Common management fee - this is paid annually and also calculated per sqm of apartment size, again examples in my contracts are 30 and 35 per sqm.
So overall building management fees are relatively low (depending on apartment size). From the one I am currently renting out, I had to enter a leasing agreement with the developer where they take a % of the income and handle everything else. The % will vary on the development.
The rental yields vary depending on the season, high season the room rates are higher, low season the rates are lower.
Hope that helps
http://www.knightknox.com/property/listi...00OhWyiMAF
assuming those fees and this property (rounded tyo 25k usd to make things easier)

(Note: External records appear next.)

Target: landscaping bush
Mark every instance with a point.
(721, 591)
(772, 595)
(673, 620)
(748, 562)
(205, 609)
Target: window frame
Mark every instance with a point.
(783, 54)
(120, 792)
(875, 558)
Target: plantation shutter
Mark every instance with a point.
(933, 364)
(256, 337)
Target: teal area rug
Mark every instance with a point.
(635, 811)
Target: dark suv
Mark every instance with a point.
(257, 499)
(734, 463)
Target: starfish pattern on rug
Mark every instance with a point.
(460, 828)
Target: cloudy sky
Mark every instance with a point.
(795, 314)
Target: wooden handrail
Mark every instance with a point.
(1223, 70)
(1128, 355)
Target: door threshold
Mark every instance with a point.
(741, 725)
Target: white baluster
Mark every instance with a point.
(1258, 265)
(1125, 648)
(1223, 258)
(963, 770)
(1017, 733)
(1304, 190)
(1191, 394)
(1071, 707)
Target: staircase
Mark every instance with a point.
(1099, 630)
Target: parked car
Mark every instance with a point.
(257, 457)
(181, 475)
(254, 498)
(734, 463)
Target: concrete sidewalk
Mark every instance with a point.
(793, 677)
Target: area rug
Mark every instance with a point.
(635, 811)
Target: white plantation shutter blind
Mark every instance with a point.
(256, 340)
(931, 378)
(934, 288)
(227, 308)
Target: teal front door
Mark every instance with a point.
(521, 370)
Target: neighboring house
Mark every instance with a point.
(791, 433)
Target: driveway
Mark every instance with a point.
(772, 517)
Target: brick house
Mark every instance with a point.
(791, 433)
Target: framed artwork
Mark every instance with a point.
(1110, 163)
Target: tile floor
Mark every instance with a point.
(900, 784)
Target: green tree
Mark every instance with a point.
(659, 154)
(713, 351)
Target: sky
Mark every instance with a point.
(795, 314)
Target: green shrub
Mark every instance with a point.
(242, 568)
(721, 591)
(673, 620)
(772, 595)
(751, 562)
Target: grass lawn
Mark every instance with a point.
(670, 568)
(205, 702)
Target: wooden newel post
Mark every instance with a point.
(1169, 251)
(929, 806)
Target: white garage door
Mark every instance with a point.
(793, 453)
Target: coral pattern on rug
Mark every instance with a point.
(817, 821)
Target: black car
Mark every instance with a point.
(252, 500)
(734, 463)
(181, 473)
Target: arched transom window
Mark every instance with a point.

30% fee within 28 days of signing = 7.5k
3 x 10% quarterly = 2.5k x 3 quarters = 7.5k <---assuming they mean "quarterly" as in every 3 months that gives us $834 a month.
40% on completion = 10k
In other terms with 30% down and the remaining 17.5k over three quarters = a hair under 2k a month.

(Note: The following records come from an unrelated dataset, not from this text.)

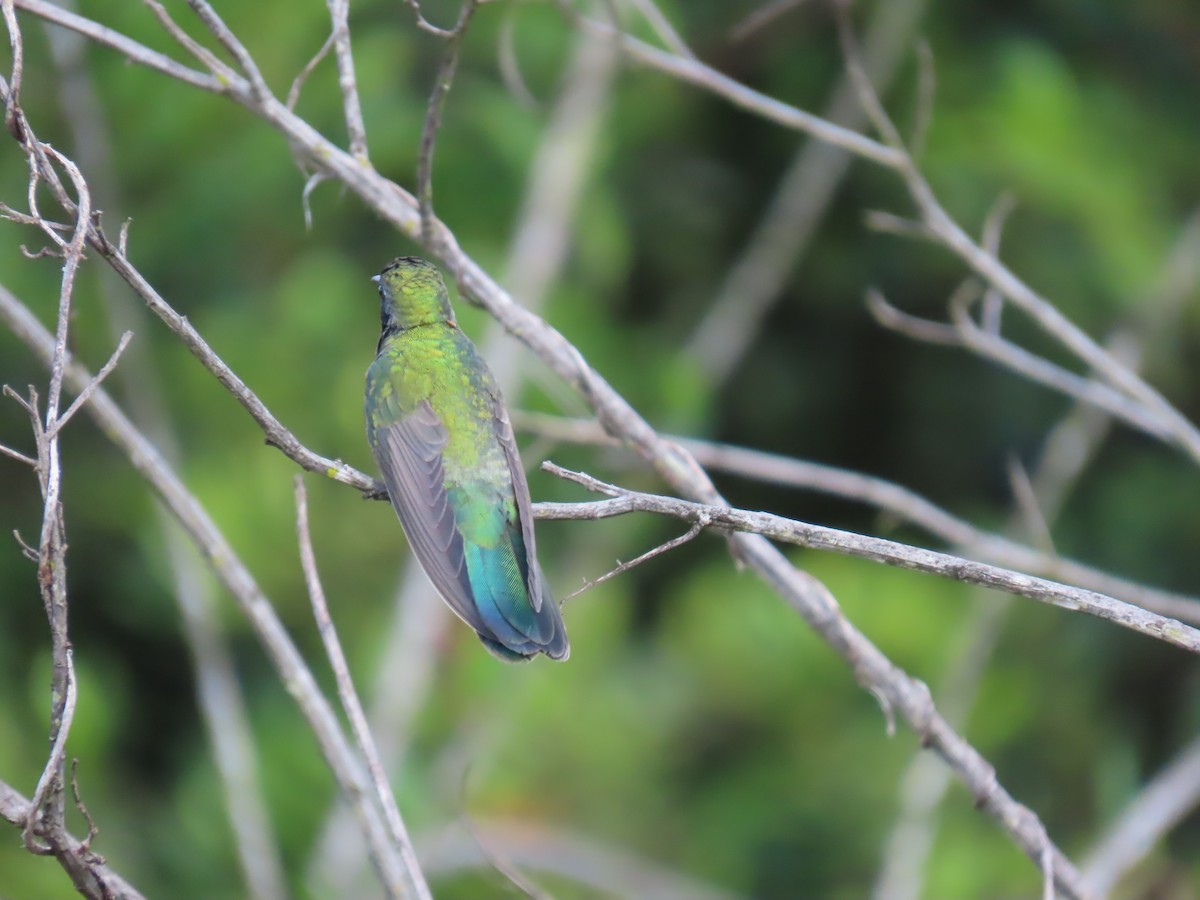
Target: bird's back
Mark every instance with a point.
(444, 444)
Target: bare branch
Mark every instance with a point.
(927, 87)
(415, 883)
(965, 333)
(299, 81)
(219, 69)
(235, 577)
(95, 879)
(357, 131)
(54, 767)
(697, 527)
(808, 597)
(424, 24)
(447, 70)
(756, 280)
(131, 49)
(18, 456)
(1182, 433)
(227, 39)
(702, 76)
(875, 549)
(93, 385)
(893, 499)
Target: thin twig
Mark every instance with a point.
(299, 81)
(227, 39)
(927, 89)
(54, 766)
(18, 456)
(696, 528)
(663, 28)
(353, 708)
(93, 385)
(425, 24)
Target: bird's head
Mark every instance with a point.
(412, 293)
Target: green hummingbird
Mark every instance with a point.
(442, 438)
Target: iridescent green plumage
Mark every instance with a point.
(439, 432)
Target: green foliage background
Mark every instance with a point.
(699, 723)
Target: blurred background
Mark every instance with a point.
(700, 732)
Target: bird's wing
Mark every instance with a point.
(525, 504)
(408, 450)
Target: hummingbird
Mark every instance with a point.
(442, 438)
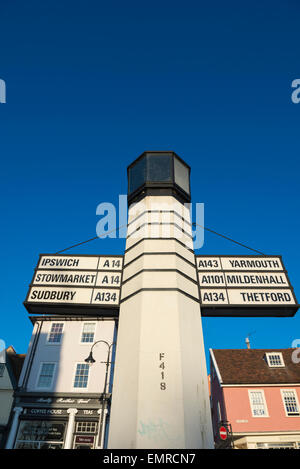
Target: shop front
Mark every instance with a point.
(58, 425)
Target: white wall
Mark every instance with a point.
(70, 352)
(6, 397)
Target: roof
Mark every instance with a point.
(249, 366)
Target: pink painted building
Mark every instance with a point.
(258, 393)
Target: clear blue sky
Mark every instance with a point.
(91, 85)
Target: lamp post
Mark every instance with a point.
(90, 360)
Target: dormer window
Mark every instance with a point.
(274, 359)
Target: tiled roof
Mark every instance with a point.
(249, 366)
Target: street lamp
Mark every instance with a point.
(90, 360)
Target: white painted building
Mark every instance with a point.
(10, 368)
(157, 293)
(62, 401)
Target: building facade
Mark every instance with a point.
(62, 402)
(257, 392)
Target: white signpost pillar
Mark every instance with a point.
(160, 392)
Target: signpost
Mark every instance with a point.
(228, 285)
(160, 397)
(75, 281)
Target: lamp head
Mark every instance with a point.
(90, 359)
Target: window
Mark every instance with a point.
(40, 434)
(86, 427)
(274, 360)
(88, 332)
(258, 403)
(81, 375)
(55, 334)
(46, 375)
(290, 402)
(2, 368)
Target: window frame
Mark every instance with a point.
(74, 376)
(264, 402)
(49, 333)
(275, 353)
(39, 375)
(296, 399)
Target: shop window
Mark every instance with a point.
(81, 375)
(86, 427)
(40, 434)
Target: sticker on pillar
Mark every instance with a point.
(59, 295)
(105, 296)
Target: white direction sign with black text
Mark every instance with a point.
(233, 285)
(75, 281)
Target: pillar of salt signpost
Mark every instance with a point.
(160, 392)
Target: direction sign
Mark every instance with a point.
(244, 286)
(70, 283)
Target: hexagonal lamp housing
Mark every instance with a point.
(158, 173)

Now to tack the fees on (the fees will vary, but im trying to get a ballpark #)
30 sqm = 350 x 30 = 10500 sinking fund fee.
Add the 25k purchase price = 35500 final out of pocket expense (possible closing costs/contract fees/etc)
with a monthly cost of: 30 sqm x $30 = 900 annual /12 months = $75 a month management (condo) fee. Then they get 10% of rental income on top of that.
To see a 10% cap rate, we would have 35500 x .10 = 3550 in rental income after expenses.
Expnses = 75$ a month and 10% of rental income
Rent needs to be 3950 (to account for 10% loss) + 900 (for condo fee) = 4850 annually = $404 monthly = about
13k baht.
Assuming everything else remains constant or damn near constant, the question is can the location justify 13k baht(404 usd)/monthly or an average of the same if varying rents based on seasons.
regardless, your overhead is only $75 a month if it stays vacant.
And I'm also not accounting for any appreciation in value of the condo.
edit - I sent an enquiry to them. hopefully I'll hear back soon and can talk a sales agent to get more info.